01: Eu estou bem

Um tom de cor assume os meus olhos e vejo as pessoas à minha volta cada uma de uma cor diferente.

Faço uma análise rápida de todos aqueles que parecem rir, aos meus olhos, esses são os cinzas. Então encaro para aquele que disse que gostava de mim, que me escreveu cartas, poemas e que disse que meu olhar dizia quem ele realmente era. Infelizmente, eu nunca consegui conhecê-lo. Mas agora, diante da realidade, posso dizer que é como a cor das cortinas na sala dos consultórios odontológicos. Ele é branco ou beje? Eu não sei, nunca consegui perguntar para algum decorador se aquela cor é clara ou moderada.

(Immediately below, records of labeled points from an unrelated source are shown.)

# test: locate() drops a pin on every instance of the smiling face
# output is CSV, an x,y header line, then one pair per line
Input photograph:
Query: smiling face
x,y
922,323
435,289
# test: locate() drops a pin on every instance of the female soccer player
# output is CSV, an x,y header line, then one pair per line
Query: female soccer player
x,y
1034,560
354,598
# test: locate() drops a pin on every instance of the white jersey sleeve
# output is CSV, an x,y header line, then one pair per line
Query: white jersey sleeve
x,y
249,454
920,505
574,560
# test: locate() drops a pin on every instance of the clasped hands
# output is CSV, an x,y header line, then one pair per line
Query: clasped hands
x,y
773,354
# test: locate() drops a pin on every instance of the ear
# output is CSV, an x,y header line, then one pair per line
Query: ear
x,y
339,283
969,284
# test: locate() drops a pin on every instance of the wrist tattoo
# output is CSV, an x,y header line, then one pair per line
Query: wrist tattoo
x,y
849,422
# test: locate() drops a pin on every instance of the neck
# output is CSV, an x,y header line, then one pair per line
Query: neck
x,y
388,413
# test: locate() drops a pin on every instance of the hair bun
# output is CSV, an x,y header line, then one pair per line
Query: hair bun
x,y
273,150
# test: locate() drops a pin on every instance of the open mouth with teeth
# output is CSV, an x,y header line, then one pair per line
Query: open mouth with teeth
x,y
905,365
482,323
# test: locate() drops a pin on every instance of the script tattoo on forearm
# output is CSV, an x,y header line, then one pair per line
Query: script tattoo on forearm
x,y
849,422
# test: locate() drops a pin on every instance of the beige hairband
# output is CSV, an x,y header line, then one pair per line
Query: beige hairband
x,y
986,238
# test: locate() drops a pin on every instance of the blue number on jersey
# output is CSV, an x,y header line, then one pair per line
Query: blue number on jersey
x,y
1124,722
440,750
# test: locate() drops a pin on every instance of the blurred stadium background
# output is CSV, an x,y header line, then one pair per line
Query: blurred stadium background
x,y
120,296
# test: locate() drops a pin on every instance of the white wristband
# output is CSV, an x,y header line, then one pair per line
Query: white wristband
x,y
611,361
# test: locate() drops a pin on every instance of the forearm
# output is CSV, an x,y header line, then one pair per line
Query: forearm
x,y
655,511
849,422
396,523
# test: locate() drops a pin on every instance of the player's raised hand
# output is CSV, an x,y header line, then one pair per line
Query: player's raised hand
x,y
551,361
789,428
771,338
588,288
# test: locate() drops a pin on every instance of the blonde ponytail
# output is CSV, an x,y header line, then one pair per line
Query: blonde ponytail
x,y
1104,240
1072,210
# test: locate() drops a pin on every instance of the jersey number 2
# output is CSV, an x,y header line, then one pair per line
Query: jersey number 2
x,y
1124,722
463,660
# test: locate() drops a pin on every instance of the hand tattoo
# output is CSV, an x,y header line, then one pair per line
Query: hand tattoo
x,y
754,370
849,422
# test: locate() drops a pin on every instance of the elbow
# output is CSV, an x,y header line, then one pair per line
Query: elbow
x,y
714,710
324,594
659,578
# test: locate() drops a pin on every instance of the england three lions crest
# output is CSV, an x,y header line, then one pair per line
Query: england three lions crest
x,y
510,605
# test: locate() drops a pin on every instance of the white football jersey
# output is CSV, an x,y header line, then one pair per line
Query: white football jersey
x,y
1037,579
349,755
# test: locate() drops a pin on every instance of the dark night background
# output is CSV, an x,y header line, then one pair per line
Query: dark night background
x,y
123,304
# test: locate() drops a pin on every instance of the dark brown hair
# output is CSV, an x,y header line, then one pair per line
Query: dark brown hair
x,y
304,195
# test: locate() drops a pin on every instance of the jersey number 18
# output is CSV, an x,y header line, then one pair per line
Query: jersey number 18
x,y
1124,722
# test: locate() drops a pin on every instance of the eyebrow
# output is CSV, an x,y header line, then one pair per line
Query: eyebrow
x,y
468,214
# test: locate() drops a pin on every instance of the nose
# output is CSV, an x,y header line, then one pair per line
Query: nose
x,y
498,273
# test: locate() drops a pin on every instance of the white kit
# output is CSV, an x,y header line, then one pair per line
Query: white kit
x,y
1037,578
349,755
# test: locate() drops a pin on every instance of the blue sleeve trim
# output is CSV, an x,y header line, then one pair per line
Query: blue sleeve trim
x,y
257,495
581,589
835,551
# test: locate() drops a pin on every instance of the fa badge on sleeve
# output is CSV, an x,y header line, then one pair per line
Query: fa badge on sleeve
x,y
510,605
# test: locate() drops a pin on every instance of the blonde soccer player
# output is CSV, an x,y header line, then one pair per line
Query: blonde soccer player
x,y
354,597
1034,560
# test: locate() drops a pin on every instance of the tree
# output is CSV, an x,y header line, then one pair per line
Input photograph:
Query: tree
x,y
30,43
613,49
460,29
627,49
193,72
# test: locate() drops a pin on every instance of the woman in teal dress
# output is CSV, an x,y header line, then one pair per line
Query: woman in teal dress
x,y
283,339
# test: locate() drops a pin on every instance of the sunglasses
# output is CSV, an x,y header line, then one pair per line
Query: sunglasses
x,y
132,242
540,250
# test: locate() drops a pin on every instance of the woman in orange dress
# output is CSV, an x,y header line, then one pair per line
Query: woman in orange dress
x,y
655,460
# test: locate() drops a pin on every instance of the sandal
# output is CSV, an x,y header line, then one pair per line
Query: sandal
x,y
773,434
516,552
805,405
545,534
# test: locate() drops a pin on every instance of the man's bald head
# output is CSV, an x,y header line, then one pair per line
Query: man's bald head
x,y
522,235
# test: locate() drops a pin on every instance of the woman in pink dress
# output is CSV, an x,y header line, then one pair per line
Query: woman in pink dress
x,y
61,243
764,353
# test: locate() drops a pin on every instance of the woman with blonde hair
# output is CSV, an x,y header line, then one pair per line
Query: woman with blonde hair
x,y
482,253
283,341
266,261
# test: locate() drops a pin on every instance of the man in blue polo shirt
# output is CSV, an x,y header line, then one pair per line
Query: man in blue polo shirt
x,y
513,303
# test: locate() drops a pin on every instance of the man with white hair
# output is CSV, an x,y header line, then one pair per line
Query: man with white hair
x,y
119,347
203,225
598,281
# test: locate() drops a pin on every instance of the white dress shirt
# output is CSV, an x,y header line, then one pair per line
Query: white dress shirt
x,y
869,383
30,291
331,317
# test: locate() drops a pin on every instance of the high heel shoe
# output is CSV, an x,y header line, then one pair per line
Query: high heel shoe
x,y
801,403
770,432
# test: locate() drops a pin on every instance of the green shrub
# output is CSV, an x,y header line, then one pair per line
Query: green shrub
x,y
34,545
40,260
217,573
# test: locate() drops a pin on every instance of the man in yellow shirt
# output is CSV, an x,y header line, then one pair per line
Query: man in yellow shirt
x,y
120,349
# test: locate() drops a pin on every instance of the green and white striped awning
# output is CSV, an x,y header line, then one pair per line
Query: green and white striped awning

As pessoas como o Noah são assim, nós não podemos e não somos capazes de dizer em que estado de cor ela se encaixa, porque sempre estão mudando de posição. Por um lado, eu também sou como ele.

Pisco os olhos calmamente e escuto a voz da minha nova professora de literatura pedir que eu leia meu poema num tom mais alto.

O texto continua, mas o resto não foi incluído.